One more thing I wonder: we don't leak the class loader, we still have the {{StatisticsDataReferenceCleaner}} thread in taskmanager thread dump and metaspace usage isn't decreasing after job finishes. Flink standalone cluster with Hadoop libraries in classpath just can't be used this way as it is destined to throw metaspace oom exceptions some time between job submissions (and hopefully get restarted by minikube in my situation, but this doesn't feel comfortable) What needs to be done for it to decrease after job is finished?
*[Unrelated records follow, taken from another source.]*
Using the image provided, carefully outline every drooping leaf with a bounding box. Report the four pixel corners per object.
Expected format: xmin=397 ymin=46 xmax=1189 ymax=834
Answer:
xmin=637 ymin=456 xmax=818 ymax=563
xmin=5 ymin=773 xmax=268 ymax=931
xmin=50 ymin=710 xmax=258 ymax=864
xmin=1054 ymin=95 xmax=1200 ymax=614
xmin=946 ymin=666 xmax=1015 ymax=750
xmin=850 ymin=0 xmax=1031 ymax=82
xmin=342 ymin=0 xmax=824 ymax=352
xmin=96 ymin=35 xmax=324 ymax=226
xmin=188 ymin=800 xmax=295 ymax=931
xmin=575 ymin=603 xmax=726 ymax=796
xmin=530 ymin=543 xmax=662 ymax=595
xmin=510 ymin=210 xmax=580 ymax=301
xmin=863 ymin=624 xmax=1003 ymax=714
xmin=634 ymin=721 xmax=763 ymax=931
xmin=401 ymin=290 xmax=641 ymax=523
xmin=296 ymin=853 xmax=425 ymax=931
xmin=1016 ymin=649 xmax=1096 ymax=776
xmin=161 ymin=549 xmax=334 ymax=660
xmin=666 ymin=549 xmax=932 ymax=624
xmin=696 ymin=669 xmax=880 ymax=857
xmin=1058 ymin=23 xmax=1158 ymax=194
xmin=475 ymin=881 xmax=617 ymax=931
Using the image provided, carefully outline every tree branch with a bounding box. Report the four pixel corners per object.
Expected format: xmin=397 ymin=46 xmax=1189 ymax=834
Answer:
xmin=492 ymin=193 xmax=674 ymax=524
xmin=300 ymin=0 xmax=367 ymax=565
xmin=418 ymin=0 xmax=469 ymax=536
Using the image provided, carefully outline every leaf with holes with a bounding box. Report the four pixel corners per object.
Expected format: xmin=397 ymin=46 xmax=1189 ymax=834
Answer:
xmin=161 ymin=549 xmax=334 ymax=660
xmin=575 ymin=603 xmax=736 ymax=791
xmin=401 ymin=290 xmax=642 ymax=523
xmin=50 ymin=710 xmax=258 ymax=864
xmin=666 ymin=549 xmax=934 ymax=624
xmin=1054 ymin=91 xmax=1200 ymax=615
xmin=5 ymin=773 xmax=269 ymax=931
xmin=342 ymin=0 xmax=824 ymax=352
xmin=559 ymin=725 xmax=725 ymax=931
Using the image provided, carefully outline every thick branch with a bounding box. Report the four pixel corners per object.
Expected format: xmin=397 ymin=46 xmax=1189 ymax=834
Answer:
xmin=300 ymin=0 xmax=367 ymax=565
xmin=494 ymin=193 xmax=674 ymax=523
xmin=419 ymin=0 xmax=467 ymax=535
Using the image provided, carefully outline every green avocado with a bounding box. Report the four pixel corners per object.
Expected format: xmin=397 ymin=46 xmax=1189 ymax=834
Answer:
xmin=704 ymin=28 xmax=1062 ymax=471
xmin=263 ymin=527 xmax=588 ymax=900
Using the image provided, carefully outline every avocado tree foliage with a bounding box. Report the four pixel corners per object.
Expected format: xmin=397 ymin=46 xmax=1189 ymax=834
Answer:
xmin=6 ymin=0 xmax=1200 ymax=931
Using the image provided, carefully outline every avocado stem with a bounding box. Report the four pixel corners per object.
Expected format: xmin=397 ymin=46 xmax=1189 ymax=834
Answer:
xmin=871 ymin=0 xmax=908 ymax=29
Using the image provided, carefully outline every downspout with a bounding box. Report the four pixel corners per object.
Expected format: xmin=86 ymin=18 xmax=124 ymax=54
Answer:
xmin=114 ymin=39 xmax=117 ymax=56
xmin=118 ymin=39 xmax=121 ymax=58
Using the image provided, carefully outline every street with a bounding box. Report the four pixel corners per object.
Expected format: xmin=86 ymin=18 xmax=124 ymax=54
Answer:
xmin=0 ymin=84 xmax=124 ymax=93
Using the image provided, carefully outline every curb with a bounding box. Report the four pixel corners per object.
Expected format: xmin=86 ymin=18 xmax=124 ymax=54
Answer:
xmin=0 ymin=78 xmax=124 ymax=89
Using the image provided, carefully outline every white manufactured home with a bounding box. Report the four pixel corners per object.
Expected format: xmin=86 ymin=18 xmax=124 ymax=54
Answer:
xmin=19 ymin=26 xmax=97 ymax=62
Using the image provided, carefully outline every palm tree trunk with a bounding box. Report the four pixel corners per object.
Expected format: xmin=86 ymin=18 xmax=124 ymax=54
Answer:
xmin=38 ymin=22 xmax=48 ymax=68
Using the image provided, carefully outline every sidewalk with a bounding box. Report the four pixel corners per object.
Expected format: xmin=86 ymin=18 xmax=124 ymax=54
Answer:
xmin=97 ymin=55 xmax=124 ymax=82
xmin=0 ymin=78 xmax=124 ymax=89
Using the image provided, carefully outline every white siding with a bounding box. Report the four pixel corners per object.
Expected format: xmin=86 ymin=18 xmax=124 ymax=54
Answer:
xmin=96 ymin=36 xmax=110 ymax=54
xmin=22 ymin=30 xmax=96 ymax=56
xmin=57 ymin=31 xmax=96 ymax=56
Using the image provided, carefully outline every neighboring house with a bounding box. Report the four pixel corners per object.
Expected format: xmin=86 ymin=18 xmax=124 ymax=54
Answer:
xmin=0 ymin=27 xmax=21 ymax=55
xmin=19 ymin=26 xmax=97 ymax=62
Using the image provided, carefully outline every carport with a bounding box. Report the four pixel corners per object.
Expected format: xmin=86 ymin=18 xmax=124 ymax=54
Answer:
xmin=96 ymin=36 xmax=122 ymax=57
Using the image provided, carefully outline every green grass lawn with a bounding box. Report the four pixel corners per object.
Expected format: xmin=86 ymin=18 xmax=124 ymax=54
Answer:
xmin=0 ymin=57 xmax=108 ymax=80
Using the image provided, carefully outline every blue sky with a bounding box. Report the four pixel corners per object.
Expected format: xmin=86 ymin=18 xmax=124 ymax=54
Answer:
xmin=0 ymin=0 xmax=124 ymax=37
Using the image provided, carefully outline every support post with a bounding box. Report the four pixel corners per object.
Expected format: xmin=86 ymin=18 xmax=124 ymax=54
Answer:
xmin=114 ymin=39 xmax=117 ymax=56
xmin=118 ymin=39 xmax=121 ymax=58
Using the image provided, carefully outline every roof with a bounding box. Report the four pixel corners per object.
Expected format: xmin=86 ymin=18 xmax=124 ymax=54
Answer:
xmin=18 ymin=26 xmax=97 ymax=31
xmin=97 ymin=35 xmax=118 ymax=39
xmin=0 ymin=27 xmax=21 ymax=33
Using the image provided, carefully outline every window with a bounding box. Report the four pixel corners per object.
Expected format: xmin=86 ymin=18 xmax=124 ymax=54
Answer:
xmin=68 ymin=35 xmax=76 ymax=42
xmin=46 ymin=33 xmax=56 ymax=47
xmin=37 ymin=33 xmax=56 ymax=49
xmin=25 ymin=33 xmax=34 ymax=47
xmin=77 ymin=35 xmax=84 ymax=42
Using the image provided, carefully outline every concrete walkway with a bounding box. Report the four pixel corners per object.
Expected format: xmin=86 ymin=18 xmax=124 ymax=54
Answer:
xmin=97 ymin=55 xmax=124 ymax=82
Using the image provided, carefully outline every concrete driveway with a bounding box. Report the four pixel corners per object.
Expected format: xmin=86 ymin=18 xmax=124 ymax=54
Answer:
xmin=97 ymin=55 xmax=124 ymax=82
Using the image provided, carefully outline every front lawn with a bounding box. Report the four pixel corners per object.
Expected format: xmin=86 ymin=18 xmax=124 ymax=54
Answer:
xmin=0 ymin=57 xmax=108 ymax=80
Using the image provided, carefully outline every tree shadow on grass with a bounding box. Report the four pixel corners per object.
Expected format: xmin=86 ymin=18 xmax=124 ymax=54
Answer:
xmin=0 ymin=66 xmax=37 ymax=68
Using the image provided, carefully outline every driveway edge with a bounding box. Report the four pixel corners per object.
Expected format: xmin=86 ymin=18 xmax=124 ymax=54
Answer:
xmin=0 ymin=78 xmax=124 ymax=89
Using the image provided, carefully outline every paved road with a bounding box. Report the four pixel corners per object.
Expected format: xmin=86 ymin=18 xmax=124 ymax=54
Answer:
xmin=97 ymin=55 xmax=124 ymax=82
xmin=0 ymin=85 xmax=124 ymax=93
> ClassLoader leak on JM/TM through indirectly-started Hadoop threads out of user code
> ------------------------------------------------------------------------------------
>
>                 Key: FLINK-25023
>                 URL: https://issues.apache.org/jira/browse/FLINK-25023
>             Project: Flink
>          Issue Type: Bug
>          Components: Connectors / FileSystem, Connectors / Hadoop Compatibility, FileSystems
>    Affects Versions: 1.14.0, 1.12.5, 1.13.3
>            Reporter: Nico Kruber
>            Assignee: David Morávek
>            Priority: Major
>              Labels: pull-request-available
>
> If a Flink job is using HDFS through Flink's filesystem abstraction (either on the JM or TM), that code may actually spawn a few threads, e.g. from static class members:
>  * {{org.apache.hadoop.fs.FileSystem$Statistics$StatisticsDataReferenceCleaner}}
>  * {{IPC Parameter Sending Thread#*}}
> These threads are started as soon as the classes are loaded which may be in the context of the user code. In this specific scenario, however, the created threads may contain references to the context class loader (I did not see that though) or, as happened here, it may inherit thread contexts such as the {{ProtectionDomain}} (from an {{{}AccessController{}}}).
> Hence user contexts and user class loaders are leaked into long-running threads that are run in Flink's (parent) classloader.
> Fortunately, it seems to only *leak a single* {{ChildFirstClassLoader}} in this concrete example but that may depend on which code paths each client execution is walking.
>  
> A *proper solution* doesn't seem so simple:
>  * We could try to proactively initialize available file systems in the hope to start all threads in the parent classloader with parent context.
>  * We could create a default {{ProtectionDomain}} for spawned threads as discussed at [https://dzone.com/articles/javalangoutofmemory-permgen], however, the {{StatisticsDataReferenceCleaner}} isn't actually actively spawned from any callback but as a static variable and this with the class loading itself (but maybe this is still possible somehow).